Multi-Armed Bandits vs A/B Tests: A PM's Plain-English Guide

Your A/B test is running. Variant B is up 12% on conversions after a week. You can see it. But you can’t call it — significance hasn’t been reached. So you wait three more weeks while half your traffic goes to the worse experience.

This is the core tension between A/B testing and multi-armed bandits. They solve different versions of the same problem, and mixing them up costs you either rigor or revenue.

A/B Testing: What It Is and Where It Breaks

A fixed-horizon A/B test splits traffic 50/50, sets a sample size target, and waits for significance. The logic is sound: a 95% confidence level means roughly a 5% false positive rate. Peeking early inflates that rate considerably — documented in Spotify’s experimentation research and Statsig’s published methodology.

But the protocol has costs. For teams under 50,000 MAU, reaching significance on a button copy test can take months. You hold both variants open the whole time, meaning users in the losing experience have a worse product throughout. The insight-to-action gap compounds: you probably know which variant is better early, but you can’t act on it.

What Bandits Actually Do

The algorithm name comes from a classic probability problem: a row of slot machines with unknown payout rates. You want to maximize total payout while learning which machines are best. Pure exploration wastes money; pure exploitation locks you in early. Bandits balance both.

In product terms: you start split evenly. As the algorithm sees that variant B converts better, it shifts more traffic toward B continuously. By the time a fixed-horizon test would have reached significance, a well-tuned bandit has already routed 70-80% of users to the better experience.

Thompson Sampling is the most common production implementation. Statsig, Optimizely, and some PostHog configurations use it. The algorithm maintains a probability distribution for each variant’s conversion rate and samples from those to allocate each session.

The tradeoff is statistical control. Bandits optimize for cumulative reward during the experiment. They don’t produce a clean p-value. If you need documented causality — “variant B increased signup rate by 8.3% (p=0.02)” — you need the fixed-horizon design.

When to Use Which

Use a fixed-horizon A/B test when the decision is high-stakes or irreversible: pricing changes, checkout flow redesigns, anything requiring documented justification. Statistical discipline here is what prevents you from shipping a winner that isn’t one.

Use a bandit when optimizing something continuous and low-risk: CTA copy, email subject lines, push notification timing. When users in the losing variant pay a real cost during the test, the bandit’s regret-minimization is what you want. Every session improves allocation rather than waiting for a count to accumulate.

The failure mode is using bandits to avoid rigor on decisions that need it. Teams that never run structured experiments sometimes reach for bandits as a shortcut — and end up locally optimizing CTR while the product’s core activation problem goes unexamined.

The Constraint Neither Solves

Both methods share one hard limit: you still need to ship the variants and have instrumentation in Amplitude or PostHog that captures the right outcome at the right granularity. Bad event schemas corrupt both approaches equally.

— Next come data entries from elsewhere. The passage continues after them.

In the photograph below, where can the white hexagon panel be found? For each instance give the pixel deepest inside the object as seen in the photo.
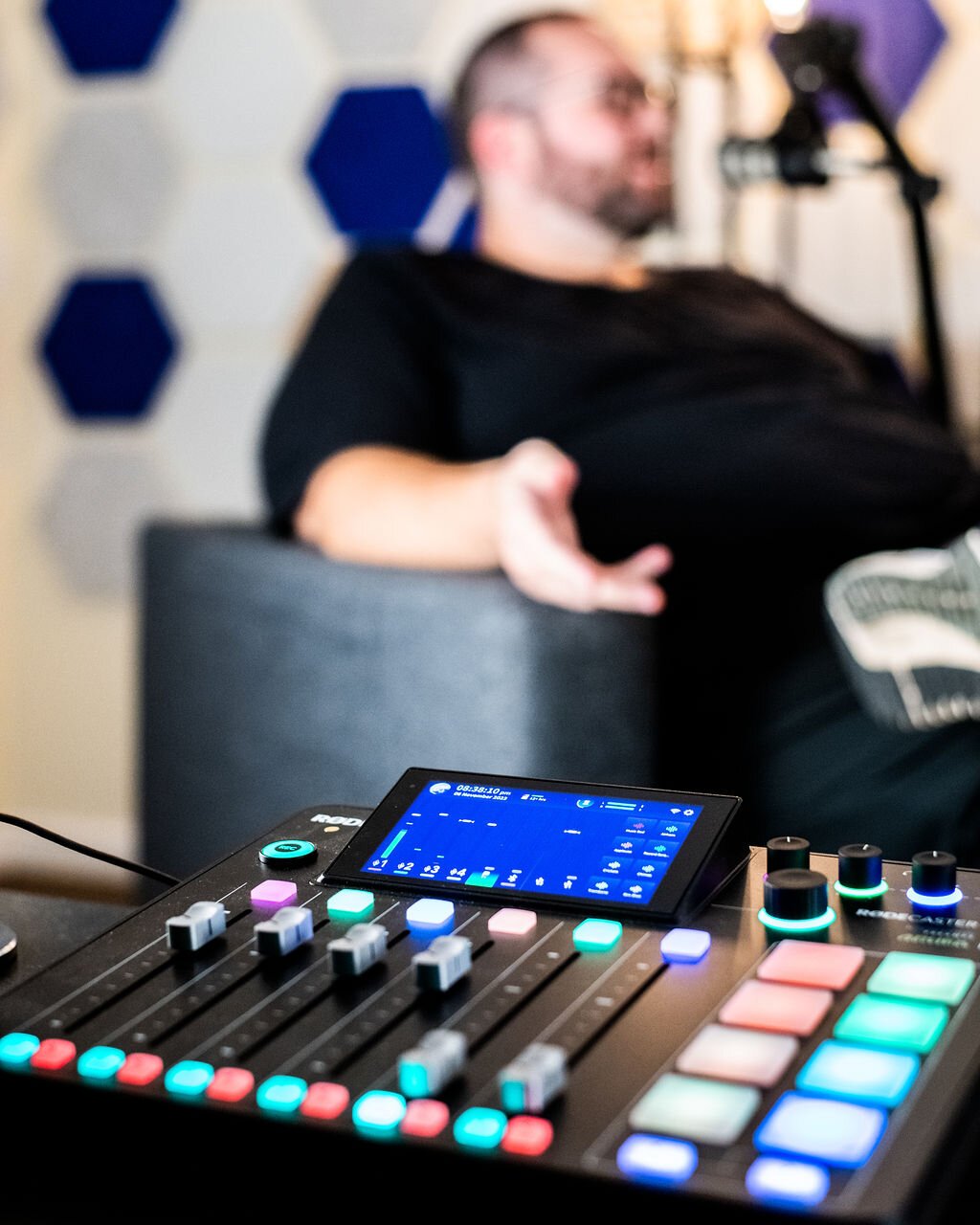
(92, 512)
(241, 254)
(241, 78)
(210, 428)
(383, 31)
(108, 176)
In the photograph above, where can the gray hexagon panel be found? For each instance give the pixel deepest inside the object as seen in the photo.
(109, 176)
(241, 254)
(385, 30)
(93, 510)
(210, 427)
(241, 79)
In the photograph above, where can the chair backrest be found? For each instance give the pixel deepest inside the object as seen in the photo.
(272, 679)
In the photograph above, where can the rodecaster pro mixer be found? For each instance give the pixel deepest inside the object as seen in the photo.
(508, 996)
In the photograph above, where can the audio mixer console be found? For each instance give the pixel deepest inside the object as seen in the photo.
(497, 992)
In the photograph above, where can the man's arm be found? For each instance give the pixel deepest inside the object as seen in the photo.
(390, 506)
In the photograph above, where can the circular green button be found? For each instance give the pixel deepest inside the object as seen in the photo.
(296, 850)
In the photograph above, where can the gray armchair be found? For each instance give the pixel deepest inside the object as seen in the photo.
(272, 679)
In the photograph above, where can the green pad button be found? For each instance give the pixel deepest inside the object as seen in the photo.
(909, 1024)
(597, 935)
(289, 850)
(350, 903)
(924, 976)
(696, 1109)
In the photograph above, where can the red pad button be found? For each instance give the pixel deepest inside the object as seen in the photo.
(324, 1101)
(231, 1084)
(53, 1054)
(813, 966)
(424, 1116)
(140, 1068)
(775, 1007)
(527, 1134)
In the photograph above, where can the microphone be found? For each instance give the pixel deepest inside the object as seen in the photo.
(747, 161)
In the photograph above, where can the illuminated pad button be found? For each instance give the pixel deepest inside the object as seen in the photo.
(813, 966)
(924, 976)
(528, 1136)
(911, 1024)
(685, 945)
(773, 1006)
(324, 1101)
(430, 913)
(695, 1109)
(189, 1079)
(597, 935)
(231, 1084)
(731, 1054)
(425, 1118)
(783, 1184)
(140, 1068)
(53, 1054)
(858, 1073)
(350, 904)
(379, 1112)
(838, 1133)
(480, 1127)
(512, 923)
(274, 895)
(280, 1094)
(291, 850)
(100, 1062)
(657, 1159)
(17, 1050)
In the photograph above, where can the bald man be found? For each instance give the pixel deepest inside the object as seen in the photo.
(612, 434)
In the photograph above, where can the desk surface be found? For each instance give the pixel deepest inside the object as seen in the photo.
(48, 928)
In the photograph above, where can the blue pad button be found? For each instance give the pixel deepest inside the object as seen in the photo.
(787, 1184)
(858, 1073)
(838, 1133)
(657, 1159)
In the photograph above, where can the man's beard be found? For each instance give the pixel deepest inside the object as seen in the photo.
(605, 193)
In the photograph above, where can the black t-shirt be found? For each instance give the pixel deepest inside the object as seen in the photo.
(704, 411)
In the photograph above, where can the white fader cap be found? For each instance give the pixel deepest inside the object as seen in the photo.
(289, 927)
(201, 923)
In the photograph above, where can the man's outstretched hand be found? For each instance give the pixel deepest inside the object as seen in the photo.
(539, 544)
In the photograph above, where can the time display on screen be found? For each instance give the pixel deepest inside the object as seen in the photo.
(524, 840)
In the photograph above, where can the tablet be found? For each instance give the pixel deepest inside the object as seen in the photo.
(546, 842)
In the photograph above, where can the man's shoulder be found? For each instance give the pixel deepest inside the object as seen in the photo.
(405, 265)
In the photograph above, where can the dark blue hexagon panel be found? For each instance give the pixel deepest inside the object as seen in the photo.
(107, 346)
(464, 236)
(900, 40)
(108, 35)
(379, 161)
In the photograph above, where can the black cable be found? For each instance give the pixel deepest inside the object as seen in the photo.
(152, 873)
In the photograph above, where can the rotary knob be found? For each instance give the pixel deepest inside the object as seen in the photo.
(782, 853)
(858, 866)
(934, 874)
(795, 893)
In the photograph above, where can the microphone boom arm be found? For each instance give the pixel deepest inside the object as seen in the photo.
(825, 54)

The deeper constraint is adaptation latency: time from behavioral signal to live variant. Bandits allocate traffic better once variants are running. They don’t close the gap between seeing a signal and having a UI change deployed.

Rayform addresses this differently: instead of discrete variants and split traffic, it uses behavioral telemetry to adapt what each user sees at runtime. No deploy cycle, no significance wait.

One concrete thing to do this week: instrument a hesitation event in PostHog — user pauses on a CTA for over 3 seconds without clicking. If that signal appears on more than 8% of sessions, you have a testable hypothesis. A 2-week bandit will answer it faster than a 6-week fixed test, and it’ll send fewer users through the broken experience while you learn.